Mariko Mori: What do you consider pleasurable? People should have fun making art. I don't see why not. We have enough pain and making art about pain has too much to do with guilt and justification.

Dike Blair: I'm curious about what I see as an evolution in your work away from the distanced subversive critique of the earlier fashion pieces toward a more celebratory critique.

Mariko Mori: The fashion pieces function as a kind of parody. Perhaps you can say that by choosing a subject I make an agreement with it. I've always tried to say that things are two-sided. One side of the system is critical the other is, as you say, celebration. Everything is validated through the media these days--through images. People believe in this power--they are used to images being manipulated, and being manipulated themselves, by images. Thus, when people see my photographs they allow themselves to be entertained by them. Technology often creates a synthetic reality. Especially with young kids--in Japan they're called the Otaku, but these kids exist in every country--they live in cyberspace and cyberspace becomes their real life. This is the subject of Play with Me. I created the cyborg after the type of characters that exist in computer game fantasies. I used the arcade where these games are played to show the reality and I designed a fantasy character to perform there. This exchange between reality and fantasy is one of my preoccupations.

Dike Blair: How did the boys respond to their fantasy made flesh?

Mariko Mori: They totally ignored me and concentrated on their games (laughter). In each performance people responded differently, and peoples' reaction is very important to the piece as their reaction appears in the photograph. In the red light district, people were generally confused by my presence--a small crowd gathered in front of me and started chanting "Alien." The "Office Girl" cyborg in Tea Ceremony generated a very different response. The office workers were threatened by me, they wouldn't drink my tea and looked at me with disgust. Even as a cyborg, one can clearly see social dynamics in progress.

Dike Blair: Is Tokyo a vision of the future?
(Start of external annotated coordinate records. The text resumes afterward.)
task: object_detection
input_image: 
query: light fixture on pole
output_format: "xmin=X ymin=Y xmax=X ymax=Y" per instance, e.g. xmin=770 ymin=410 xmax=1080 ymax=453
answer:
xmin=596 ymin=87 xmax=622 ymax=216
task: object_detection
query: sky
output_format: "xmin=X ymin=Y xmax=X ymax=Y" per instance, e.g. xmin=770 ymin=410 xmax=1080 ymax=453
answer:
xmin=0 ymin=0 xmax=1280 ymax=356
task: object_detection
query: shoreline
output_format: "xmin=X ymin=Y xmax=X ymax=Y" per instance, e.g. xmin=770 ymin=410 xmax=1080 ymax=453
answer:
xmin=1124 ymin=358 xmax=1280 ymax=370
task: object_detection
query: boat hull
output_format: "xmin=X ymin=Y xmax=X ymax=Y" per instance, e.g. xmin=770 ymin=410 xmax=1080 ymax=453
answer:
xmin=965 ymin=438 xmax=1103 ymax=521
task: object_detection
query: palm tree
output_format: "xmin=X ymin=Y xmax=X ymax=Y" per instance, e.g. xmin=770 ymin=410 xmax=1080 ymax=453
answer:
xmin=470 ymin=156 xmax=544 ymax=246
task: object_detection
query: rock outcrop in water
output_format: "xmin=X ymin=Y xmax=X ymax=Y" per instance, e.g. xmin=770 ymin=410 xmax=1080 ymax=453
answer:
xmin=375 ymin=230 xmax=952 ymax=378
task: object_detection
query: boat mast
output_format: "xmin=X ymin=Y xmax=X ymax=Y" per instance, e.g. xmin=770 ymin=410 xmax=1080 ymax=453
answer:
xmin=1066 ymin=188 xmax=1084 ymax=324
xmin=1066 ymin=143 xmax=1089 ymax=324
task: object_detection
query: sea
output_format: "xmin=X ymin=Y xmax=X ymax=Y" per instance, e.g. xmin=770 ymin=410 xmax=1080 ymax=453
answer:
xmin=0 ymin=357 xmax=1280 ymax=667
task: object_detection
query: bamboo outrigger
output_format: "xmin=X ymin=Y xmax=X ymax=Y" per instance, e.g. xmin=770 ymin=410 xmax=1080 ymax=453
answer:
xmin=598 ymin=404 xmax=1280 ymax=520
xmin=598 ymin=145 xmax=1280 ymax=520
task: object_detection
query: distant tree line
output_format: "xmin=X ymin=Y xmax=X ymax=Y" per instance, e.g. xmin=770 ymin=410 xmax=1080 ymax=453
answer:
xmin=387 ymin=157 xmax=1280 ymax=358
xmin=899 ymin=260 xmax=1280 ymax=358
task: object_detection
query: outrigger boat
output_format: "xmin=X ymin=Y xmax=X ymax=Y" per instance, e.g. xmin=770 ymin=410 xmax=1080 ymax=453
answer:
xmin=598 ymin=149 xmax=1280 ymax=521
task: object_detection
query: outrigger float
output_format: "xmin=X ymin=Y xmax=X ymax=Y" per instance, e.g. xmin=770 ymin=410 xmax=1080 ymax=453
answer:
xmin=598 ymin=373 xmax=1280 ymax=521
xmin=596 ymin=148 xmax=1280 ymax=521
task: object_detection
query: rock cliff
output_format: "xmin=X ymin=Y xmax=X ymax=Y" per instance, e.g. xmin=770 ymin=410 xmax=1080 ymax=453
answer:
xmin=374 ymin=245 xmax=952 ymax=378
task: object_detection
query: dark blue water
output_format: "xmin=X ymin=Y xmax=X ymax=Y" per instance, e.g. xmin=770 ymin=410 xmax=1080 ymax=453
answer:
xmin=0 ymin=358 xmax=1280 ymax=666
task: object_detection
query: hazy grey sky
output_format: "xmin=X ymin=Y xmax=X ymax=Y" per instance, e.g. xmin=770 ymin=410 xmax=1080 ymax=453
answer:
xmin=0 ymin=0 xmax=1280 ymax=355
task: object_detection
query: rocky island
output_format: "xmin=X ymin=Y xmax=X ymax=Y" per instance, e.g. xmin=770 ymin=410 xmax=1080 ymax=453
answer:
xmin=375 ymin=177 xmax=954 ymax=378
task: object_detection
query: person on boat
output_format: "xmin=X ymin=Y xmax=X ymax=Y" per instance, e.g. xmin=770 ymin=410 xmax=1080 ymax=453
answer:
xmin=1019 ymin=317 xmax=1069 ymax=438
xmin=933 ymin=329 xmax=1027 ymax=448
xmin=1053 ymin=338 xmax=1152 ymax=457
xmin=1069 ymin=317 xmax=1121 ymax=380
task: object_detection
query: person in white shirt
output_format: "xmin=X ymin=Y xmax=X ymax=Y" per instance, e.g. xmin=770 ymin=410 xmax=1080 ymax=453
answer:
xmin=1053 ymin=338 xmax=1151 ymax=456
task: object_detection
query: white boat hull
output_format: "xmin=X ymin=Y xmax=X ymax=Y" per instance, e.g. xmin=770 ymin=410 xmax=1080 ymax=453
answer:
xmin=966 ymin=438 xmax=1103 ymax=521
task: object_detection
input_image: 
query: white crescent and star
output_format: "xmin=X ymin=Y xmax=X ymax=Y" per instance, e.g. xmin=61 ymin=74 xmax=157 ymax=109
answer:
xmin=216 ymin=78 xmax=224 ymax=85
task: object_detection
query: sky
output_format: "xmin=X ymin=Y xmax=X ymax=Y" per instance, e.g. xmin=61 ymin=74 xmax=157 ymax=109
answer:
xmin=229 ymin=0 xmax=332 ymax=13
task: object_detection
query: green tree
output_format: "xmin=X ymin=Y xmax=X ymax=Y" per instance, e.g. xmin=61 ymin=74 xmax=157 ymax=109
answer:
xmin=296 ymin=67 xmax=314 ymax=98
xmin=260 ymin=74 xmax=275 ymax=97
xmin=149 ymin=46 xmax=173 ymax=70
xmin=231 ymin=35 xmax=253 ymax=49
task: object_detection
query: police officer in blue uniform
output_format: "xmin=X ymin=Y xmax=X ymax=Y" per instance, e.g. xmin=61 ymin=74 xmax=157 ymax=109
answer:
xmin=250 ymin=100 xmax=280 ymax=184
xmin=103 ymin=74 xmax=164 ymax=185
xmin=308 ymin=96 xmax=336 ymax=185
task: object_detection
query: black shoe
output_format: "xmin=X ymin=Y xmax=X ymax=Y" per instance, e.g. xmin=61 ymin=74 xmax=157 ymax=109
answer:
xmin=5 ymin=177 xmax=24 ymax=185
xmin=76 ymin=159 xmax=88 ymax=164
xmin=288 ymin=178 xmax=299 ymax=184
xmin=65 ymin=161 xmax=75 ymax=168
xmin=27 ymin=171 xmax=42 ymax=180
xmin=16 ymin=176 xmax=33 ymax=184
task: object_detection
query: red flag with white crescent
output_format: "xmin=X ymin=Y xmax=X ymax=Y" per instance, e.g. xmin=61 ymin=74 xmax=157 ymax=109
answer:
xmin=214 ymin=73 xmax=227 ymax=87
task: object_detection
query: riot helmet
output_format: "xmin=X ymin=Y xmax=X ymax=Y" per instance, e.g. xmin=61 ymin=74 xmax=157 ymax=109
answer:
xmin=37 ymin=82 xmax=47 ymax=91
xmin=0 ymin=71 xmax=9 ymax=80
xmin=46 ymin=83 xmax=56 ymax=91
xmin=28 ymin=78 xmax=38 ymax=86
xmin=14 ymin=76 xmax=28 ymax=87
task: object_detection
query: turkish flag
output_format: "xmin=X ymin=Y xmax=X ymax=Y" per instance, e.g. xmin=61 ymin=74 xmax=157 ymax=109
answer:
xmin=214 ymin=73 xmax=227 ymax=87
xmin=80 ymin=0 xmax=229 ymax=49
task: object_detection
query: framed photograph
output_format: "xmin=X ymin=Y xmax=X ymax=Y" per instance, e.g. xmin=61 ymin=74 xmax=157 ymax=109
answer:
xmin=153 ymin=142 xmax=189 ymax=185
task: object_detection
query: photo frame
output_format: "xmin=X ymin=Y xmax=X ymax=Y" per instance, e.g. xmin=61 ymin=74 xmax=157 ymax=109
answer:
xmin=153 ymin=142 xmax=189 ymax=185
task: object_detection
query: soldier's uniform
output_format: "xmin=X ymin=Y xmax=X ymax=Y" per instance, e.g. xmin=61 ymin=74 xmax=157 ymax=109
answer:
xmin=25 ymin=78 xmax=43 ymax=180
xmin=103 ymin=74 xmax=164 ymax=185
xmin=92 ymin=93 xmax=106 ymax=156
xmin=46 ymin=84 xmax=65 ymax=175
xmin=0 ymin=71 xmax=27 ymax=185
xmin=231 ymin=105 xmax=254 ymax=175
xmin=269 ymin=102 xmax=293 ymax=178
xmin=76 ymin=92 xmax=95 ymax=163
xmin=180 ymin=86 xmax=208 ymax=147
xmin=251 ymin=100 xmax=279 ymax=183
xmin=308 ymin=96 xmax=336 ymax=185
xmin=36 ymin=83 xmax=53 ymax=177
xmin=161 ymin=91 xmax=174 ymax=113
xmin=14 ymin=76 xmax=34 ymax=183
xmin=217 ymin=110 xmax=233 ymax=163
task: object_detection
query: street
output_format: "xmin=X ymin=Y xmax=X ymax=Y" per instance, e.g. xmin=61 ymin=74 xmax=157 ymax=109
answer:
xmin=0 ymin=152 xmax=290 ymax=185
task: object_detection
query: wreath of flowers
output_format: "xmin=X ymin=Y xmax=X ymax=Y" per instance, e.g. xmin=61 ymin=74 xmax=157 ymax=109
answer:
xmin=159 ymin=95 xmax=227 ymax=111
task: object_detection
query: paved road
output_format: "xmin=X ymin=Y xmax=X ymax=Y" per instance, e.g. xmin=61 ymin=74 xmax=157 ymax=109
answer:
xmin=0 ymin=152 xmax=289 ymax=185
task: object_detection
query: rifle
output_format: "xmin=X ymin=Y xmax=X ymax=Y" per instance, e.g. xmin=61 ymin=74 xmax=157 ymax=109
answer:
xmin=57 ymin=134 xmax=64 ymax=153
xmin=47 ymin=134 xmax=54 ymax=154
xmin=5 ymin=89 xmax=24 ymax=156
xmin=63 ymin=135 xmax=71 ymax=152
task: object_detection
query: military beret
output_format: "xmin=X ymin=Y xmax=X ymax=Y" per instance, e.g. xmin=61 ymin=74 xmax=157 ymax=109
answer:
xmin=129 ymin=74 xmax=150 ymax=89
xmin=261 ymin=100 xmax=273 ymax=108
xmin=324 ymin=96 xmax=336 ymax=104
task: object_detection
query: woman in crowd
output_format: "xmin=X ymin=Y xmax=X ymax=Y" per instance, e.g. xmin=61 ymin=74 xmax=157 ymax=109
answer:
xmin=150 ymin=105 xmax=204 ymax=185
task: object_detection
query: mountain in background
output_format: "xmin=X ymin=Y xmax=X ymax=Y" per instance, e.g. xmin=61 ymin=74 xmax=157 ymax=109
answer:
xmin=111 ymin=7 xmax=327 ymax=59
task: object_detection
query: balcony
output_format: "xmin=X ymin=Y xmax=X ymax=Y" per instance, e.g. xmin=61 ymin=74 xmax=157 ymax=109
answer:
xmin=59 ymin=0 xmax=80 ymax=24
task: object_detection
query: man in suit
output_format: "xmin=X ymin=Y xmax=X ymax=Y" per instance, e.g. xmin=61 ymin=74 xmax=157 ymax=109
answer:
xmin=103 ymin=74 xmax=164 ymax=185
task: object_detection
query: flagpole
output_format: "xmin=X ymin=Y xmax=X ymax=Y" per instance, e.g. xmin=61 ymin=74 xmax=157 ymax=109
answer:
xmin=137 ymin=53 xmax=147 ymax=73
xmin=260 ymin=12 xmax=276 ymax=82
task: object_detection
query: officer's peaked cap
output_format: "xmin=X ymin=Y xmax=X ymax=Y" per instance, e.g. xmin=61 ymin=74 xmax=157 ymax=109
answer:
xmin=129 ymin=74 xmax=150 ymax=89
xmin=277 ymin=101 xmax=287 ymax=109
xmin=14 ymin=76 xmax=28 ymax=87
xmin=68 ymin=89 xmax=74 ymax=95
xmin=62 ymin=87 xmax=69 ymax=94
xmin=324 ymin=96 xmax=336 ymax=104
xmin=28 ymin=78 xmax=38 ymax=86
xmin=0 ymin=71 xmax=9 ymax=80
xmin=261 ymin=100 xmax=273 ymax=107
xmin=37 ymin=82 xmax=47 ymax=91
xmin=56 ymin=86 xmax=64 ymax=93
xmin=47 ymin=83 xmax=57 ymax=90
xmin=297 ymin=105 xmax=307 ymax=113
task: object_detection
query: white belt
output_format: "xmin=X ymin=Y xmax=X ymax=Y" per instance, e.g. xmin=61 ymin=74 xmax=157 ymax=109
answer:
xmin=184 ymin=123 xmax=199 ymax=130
Mariko Mori: I thought of using NYC as my location, but I thought that in addressing the topic of technology I need to use a place where people create a culture of technology--I then thought that's where I come from. In Japan people believe in technology, in Europe they are a bit skeptical of it, they seem somewhat resistant to change My pictures look futuristic, but in Tokyo, these places simply exist--there are all these monitors in the subways. It had to be Tokyo.

Dike Blair: Is there an Eastern sensibility of art making that is less schizophrenic than Western art making?

Mariko Mori: You think that western work is schizophrenic?

Dike Blair: Yes, but I think that quality has become style and we are questioning that style.

Mariko Mori: I think my newer work is less schizophrenic.

Dike Blair: Who are your favorite designers?

Mariko Mori: One of the reasons I wanted to study in London was because of Vivian Westwood. I really like her cynical attitude toward tradition. Right now Helmut Lang is very interesting for his utilization of new materials. When you wear clothes you become a personality, you become the clothes. Designers do something like what I do--they create the images that capture the desire of the moment.

Dike Blair: Do you think that art has more depth than fashion?

Mariko Mori: Fashion is predominantly a market strategy. It reflects an already existing structure in the consumer culture and always has a relationship to everything happening at a given moment--music, architecture, politics, literature, you name it. Fashion only has to be responsible for its product for six months, music for maybe one year and TV commercials for 10 seconds. Art doesn't come that easily.

Dike Blair: Do you take responsibility for more than the month that your show is up?

Mariko Mori: Yes. I make time capsules. They can't be opened for 25 years--you can decide then if you even want to open them (laughter).